Step 6. Return to the elevator in your mind. The door is still closed. Watch the elevator float slowly down your body, through your neck, and into your chest, and see it settle in the spot next to your heart. Recall someone or a pet you deeply care about. Or maybe you see a scene that opens your heart. As the elevator door opens, see the person, pet, or place that fills you with gratitude, happiness, or love. Take a deep breath in, and say the word you feel, such as “love,” “happy,” or “grateful.” Feel your heart expand.
Step 7. Return to the elevator next to your heart. Say goodbye to the person, pet, or place as the door closes. See the elevator float slowly down your body, down your center, and come to rest at the spot just below your navel. A warm glow is coming from the elevator door. When the door opens, there is nothing inside but the warm glow. Feel the warmth of this glow. Recall a time you felt gutsy and determined—a time you spoke up or did something despite your fear. Remember how you felt as you took action or spoke your mind. As you inhale, say the word “courage” to yourself. Let the word settle into the center of your body before you exhale. Keep breathing with your mind on your center, your point of strength.
Step 8. Now, open your eyes.
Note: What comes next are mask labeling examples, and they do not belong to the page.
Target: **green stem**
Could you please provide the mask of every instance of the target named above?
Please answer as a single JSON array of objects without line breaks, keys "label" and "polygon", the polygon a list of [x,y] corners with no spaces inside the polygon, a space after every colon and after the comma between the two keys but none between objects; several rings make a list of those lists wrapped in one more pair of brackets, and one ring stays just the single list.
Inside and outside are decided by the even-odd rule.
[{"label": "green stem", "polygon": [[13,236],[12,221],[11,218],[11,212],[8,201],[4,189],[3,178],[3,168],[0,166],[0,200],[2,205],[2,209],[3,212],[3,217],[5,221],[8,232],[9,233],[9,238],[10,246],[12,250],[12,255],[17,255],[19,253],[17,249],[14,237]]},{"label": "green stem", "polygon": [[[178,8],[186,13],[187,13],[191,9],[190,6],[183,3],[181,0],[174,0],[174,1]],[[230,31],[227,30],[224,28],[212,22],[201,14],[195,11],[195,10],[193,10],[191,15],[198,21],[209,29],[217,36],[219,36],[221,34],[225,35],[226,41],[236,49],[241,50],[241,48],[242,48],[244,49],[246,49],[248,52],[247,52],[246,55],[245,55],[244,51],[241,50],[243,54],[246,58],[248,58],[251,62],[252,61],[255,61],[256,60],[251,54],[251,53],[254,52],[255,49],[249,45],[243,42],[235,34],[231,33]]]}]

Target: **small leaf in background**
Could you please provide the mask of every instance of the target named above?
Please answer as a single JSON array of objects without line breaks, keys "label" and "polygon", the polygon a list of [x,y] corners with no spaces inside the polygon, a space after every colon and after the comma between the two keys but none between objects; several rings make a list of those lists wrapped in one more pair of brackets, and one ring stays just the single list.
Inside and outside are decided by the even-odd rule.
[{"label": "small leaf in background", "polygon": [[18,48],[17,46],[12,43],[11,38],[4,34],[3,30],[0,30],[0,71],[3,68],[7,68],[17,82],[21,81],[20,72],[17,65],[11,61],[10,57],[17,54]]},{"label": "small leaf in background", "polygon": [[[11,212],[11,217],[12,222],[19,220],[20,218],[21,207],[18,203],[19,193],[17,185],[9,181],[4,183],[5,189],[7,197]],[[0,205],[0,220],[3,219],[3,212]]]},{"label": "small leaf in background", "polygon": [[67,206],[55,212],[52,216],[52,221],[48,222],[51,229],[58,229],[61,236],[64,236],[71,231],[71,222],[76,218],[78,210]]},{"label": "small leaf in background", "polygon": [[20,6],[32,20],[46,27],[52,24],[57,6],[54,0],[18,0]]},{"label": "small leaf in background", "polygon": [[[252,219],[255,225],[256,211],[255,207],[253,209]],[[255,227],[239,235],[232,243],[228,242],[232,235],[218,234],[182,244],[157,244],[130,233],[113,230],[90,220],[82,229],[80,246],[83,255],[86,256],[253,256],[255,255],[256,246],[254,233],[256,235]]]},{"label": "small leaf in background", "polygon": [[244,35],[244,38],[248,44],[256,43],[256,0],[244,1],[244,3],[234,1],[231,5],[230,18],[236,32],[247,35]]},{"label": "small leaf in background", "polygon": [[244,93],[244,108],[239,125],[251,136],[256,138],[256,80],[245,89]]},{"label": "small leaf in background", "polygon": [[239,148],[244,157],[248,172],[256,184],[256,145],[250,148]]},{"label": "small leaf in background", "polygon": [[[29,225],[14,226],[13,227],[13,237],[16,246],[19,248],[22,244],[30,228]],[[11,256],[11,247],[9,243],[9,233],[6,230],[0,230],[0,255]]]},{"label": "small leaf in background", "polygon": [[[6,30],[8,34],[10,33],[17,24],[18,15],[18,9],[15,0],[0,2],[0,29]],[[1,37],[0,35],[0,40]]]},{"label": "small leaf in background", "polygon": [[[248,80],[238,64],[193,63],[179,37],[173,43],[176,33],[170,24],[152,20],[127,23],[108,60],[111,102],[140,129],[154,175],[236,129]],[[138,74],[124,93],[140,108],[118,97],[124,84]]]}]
Take your open head, heart, and gut with you as you coach or engage in any conversation. After your next coaching session, consider if you had a difficult time accessing one part of the nervous system. I’ve heard, “I can do the gut, but listening to my heart feels awkward.” and “I am always listening with my heart. Sharing what I sense from my gut feels scary.” People who tend to be helpers listen more easily from their heart than their gut. Risk-takers who move quickly on instinct find it easier to listen from their gut than their heart. In your daily interactions, practice receiving from your most vulnerable place to balance the three large organs of your nervous system. This practice will help you open and align your entire nervous system when coaching.
So, what do you think? Trust me, it is worth a try. I wish I had known this visualization when I served as a principal and was preparing for a meeting with staff, parents or students.
Reynolds, Marcia. Coach the Person, Not the Problem (pp. 175-176). Berrett-Koehler Publishers. Kindle Edition.